# Need Aquascape photos (Malmo Aquarium Society)



## daniel_sweden (Oct 26, 2011)

Hello all!

This is my first post. I hope I am not breaking any rules posting it.

Malmo Aquarium Society arranges the first Aquascape show in Sweden on November 4-6. It is a part of our large exhibition celebrating our 85th anniversary.

For marketing purposes we are desperately in need of a few good photographs of aquascaped aquariums. As a non-profit organisation our budget is almost non-existent...  We arrange this show to show how exiting and rewarding the aquarium hobby and aquascaping in particular can be.

We think that the aquascaping show could be of interest also those that have no interest in traditional aquariums. The problem is communicating what aquascaping is. Most people just think of not very exiting community tanks when they hear the word aquarium.

So, we need a few good photographs. Unfortunately we have no member in our club with an interest in photography that has photograph aquascaped tanks.

Have you taken any good photographs of aquascaped tanks that you could consider letting us use for the marketing of Swedens first aquascape show?

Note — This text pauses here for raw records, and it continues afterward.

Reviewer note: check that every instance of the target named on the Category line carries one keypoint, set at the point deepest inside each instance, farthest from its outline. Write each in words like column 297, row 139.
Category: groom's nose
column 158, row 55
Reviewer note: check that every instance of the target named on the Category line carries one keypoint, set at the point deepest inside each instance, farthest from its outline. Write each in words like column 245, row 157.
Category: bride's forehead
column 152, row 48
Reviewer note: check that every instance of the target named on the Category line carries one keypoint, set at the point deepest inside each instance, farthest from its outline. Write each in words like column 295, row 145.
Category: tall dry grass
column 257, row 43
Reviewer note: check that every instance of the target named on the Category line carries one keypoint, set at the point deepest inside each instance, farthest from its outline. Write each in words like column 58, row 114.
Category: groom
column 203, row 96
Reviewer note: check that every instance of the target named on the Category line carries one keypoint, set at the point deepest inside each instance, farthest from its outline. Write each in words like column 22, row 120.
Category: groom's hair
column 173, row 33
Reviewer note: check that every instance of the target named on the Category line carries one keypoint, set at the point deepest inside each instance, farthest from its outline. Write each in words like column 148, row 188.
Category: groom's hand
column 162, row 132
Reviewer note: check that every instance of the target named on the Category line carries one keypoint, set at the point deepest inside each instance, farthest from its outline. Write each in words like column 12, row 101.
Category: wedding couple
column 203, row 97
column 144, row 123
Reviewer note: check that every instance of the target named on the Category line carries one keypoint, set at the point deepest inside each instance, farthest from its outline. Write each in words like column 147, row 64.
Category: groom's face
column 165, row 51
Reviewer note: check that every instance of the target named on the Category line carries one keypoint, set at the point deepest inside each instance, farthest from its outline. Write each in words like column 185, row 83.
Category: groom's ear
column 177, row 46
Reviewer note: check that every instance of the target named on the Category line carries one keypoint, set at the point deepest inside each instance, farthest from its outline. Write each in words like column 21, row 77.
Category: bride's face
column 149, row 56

We would only use the photo for this purpose, and only for a limited time. We cannot offer any payment but of course you would get credit as the photographer. If you make it to the show you will get free entrance if we use your picture. 

We need photos for the following purposes:

1. The Malmo Aquarium Society home page http://www.malmoakvarieforening.se 
2. The home page of the Aquascape show, Aquatic Green Art: och http://www.aquaticgreenart.com 
3. The facebook event: https://www.facebook.com/event.php?eid=282905868405467 
4. A press release for newspapers and local TV-stations.

Please let me know if you could help us with photos for all of any of the above.

Do you know of anyone with nice photographs that might want to help us? Please let them know about this! 

Thanks!
Daniel Lindström 
Board member, Malmo Aquarium Society, Sweden


----------